Aku
Rapopo
Musyafak ; Staf Balai Litbang
Agama Semarang
|
TEMPO.CO,
08 April 2014
Belakangan
ini, masyarakat Indonesia seolah dipaksa mengecap sekaligus mengucap idiom
aku rapopo. Bukan hanya populer di jejaring sosial yang dituliskan dengan
hastag #akurapopo, bahkan, idiom satire tersebut telah menjadi idiom politik.
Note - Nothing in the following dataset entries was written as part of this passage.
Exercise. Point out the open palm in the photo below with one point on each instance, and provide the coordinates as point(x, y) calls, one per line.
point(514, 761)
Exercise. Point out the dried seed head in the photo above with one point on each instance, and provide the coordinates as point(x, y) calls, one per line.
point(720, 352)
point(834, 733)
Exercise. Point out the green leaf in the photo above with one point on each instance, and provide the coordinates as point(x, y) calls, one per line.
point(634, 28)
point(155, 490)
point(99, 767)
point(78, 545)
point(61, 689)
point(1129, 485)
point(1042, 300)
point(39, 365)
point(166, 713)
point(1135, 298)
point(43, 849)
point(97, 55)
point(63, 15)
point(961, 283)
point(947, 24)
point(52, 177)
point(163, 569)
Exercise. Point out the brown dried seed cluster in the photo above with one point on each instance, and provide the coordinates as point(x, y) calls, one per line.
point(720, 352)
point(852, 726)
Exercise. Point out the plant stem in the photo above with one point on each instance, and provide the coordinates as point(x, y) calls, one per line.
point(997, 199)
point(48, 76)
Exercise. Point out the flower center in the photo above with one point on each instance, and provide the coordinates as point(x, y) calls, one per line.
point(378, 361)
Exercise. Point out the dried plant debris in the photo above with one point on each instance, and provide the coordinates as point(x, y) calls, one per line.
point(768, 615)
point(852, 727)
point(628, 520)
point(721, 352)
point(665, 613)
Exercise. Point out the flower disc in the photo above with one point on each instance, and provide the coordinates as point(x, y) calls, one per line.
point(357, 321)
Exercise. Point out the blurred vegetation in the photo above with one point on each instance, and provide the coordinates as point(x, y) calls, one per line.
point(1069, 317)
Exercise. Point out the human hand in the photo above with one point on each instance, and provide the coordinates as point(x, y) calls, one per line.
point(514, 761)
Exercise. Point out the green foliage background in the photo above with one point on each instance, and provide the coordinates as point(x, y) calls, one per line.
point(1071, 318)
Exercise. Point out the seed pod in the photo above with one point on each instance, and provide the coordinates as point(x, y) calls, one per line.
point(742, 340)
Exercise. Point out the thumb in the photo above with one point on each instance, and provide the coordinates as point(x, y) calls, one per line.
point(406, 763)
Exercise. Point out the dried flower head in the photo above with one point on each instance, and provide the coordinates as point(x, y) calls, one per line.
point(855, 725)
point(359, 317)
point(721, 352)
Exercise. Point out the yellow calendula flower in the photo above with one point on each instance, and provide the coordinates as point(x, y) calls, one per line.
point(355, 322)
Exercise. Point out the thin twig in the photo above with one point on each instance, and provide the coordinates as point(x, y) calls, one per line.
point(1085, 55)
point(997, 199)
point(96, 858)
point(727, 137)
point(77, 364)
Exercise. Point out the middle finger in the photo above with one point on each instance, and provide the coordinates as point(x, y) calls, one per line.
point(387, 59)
Beberapa politikus yang sedang mendekati ring-1 pemilihan presiden
menggunakan idiom itu ketika menanggapi pernyataan politik lawan yang
dianggap berbau kampanye hitam.
Mulanya
adalah Jokowi yang bilang "aku
rapopo" untuk menanggapi tudingan bahwa dirinya merupakan calon
presiden boneka. Berikutnya, Prabowo mengatakan "saya juga rapopo" ihwal tuduhan pelanggaran HAM yang
dialamatkan kepadanya selama menjabat Danjen Kopassus. Dalam kesempatan lain,
SBY juga mengatakan "rapopo" terhadap orang-orang yang
menjelek-jelekkan dirinya.
Aku
rapopo merupakan idiom yang dinukil dari bahasa Jawa "aku ora opo-opo" (disingkat menjadi aku rapopo) yang berarti "saya tidak apa-apa". Idiom
ini memaknakan sikap ketabahan pengujarnya ketika ditimpa hal-hal tidak
mengenakkan.
Makna
tersebut bisa dirunut dalam prinsip-prinsip etis orang Jawa yang
mengedepankan sikap nrima dan sabar. Karakter orang Jawa memang biasa ngempet lara (menahan sakit) atau ngempet eluh (menahan tangis).
Niels
Mulder, dalam bukunya, Pribadi dan Masyarakat Jawa (1985), menegaskan bahwa
orang Jawa pada umumnya berusaha menyesuaikan diri terhadap bentuk-bentuk dan
harapan sosial. Pada saat bersamaan, mereka pun berusaha menghindari
pertikaian dan gangguan untuk menjaga keteraturan dan kedamaian.
Idiom
aku rapopo tampaknya bermuara pada upaya orang Jawa untuk menjaga ketertiban
sosial. Sabar dan nrima menjadi pegangan untuk tidak terlibat dalam
konfrontasi yang bisa mengacaukan ketertiban. Walhasil, aku rapopo yang
diucapkan Jokowi, Prabowo atau SBY, mengenai opini negatif terhadap diri
mereka, memaknakan sikap sabar dan mengalah. Aku rapopo adalah sejenis
pilihan untuk bersikap diam agar keadaan tidak kian keruh dan ricuh, meski di
dalam diri memeram rasa sakit.
Ucapan
aku rapopo memang merepresentasikan sikap arif. Namun, sebagai sikap politik,
aku rapopo justru bisa menjadi penyakit laten yang mengeroposi tubuh dan jiwa
politik.
Aku
rapopo memaknakan sikap permisif, tak ubahnya pepatah "biarkan anjing menggonggong kafilah tetap berlalu".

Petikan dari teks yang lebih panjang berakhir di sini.